ERO evaluates how well placed a service is to sustain good practice and make ongoing improvements for the benefit of all children at the service.

A focus for the government is that all children, especially priority learners, have an opportunity to benefit from quality early childhood education. ERO will report on how well each service promotes positive outcomes for all children, with a focus on children who are Māori, Pacific, have diverse needs, and are up to the age of two.

For more information about the framework and Ngā Pou Here refer to ERO’s Approach to Review in Early Childhood Services.
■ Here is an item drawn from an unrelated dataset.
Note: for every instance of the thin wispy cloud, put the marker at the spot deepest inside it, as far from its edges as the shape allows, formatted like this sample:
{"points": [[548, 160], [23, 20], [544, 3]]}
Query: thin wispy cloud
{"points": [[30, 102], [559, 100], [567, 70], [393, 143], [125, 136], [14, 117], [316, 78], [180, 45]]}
ERO’s Overall Judgement and Next Review

The overall judgement that ERO makes and the timing of the next review will depend on how well placed a service is to promote positive learning outcomes for children. The categories are:

  • Very well placed – The next ERO review in four years
  • Well placed – The next ERO review in three years
  • Requires further development – The next ERO review within two years
  • Not well placed - The next ERO review in consultation with the Ministry of Education

ERO has developed criteria for each category. These are available on ERO’s website.

Review Coverage

ERO reviews are tailored to each service’s context and performance, within the overarching review framework. The aim is to provide information on aspects that are central to positive outcomes for children and useful to the service.